# Comparing performance of 2 simple averaging functions - why is one faster?

Below I include code for two simple functions that compute averages of pairs of adjacent values in an input 1D vector. Function `f2` is almost twice as fast as `f3` - I’d like to understand why! If anything, I would have expected them to be the same or for `f3` to be better, since I’d think the Julia system would automagically be able to optimize a vector function with lots of dots. Allocations are the same, so there is something else going on.

If I try `@code_llvm` the output for f3 is extremely long though…

``````julia> function f2(d::Array{Float64,1})
[ (d[i]+d[i+1])/2.0 for i in 1:length(d)-1]
end
f2 (generic function with 1 method)

julia> function f3(d::Array{Float64,1})
(d[1:end-1] .+ d[2:end]) ./= 2.0
end
f3 (generic function with 1 method)

julia> a = [i for i in 1.0:100.0];

julia> using BenchmarkTools

julia> @benchmark f2(\$a)
BenchmarkTools.Trial:
memory estimate:  944 bytes
allocs estimate:  3
--------------
minimum time:     155.671 ns (0.00% GC)
median time:      182.914 ns (0.00% GC)
mean time:        191.812 ns (5.42% GC)
maximum time:     1.047 μs (72.99% GC)
--------------
samples:          10000
evals/sample:     800

julia> @benchmark f3(\$a)
BenchmarkTools.Trial:
memory estimate:  2.63 KiB
allocs estimate:  3
--------------
minimum time:     223.421 ns (0.00% GC)
median time:      304.436 ns (0.00% GC)
mean time:        363.418 ns (6.18% GC)
maximum time:     1.563 μs (77.07% GC)
--------------
samples:          10000
evals/sample:     535
``````

`d[1:end-1]` and `d[2:end]` are both copies. If you instead write

``````function f4(d::Array{Float64,1})
@views (d[1:end-1] .+ d[2:end]) ./= 2.0
end
``````

it should be as fast. For a generic version, consider

``````function f4(d::Vector)
two_T = one(eltype(d))+one(eltype(d))
@views (d[1:end-1] .+ d[2:end]) ./= two_T =
end
``````

it should be just as fast, but will work for arbitrarily typed `Vectors`

3 Likes

Ah, perfect - thanks. This is really helpful, because I’ve also been trying to work to learn how to intelligently use `views` so your post helps me learn two things at the same time!

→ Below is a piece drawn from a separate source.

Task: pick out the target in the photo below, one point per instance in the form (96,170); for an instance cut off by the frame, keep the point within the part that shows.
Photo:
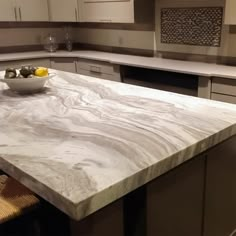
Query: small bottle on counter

the behavior of functions `f4` (correcting the typo “=” sign on the second) is interesting on my machine - the median benchmark time is consistently 25% faster than for `f2`, but the mean for `f2` is a bit better (just a few percent though).

I’m pretty sure it’s no better than just dividing by the integer `2`. Do you have any example where `2` falls short?

1 Like

I think this means that the division by two has to be done on a separate pass, acting in-place on the newly created array, instead of being done along with the `.+`. A bigger cost at larger sizes, but visible here:

``````julia> @btime @views (\$a[1:end-1] .+ \$a[2:end]) ./= 2;
92.228 ns (1 allocation: 896 bytes)

julia> @btime @views (\$a[1:end-1] .+ \$a[2:end]) ./ 2;
72.519 ns (1 allocation: 896 bytes)

julia> @btime @views (\$a[1:end-1] .+ \$a[2:end]) .* (1/2);
72.702 ns (1 allocation: 896 bytes)
``````

Also, `f2` benefits from `@inbounds`:

``````julia> @btime [ (\$a[i]+\$a[i+1])/2 for i in 1:length(\$a)-1 ];
135.400 ns (1 allocation: 896 bytes)

julia> @btime [ @inbounds(\$a[i]+\$a[i+1])/2 for i in 1:length(\$a)-1 ];
78.197 ns (1 allocation: 896 bytes)
``````
1 Like

Good tip - thanks. The other examples are insightful too!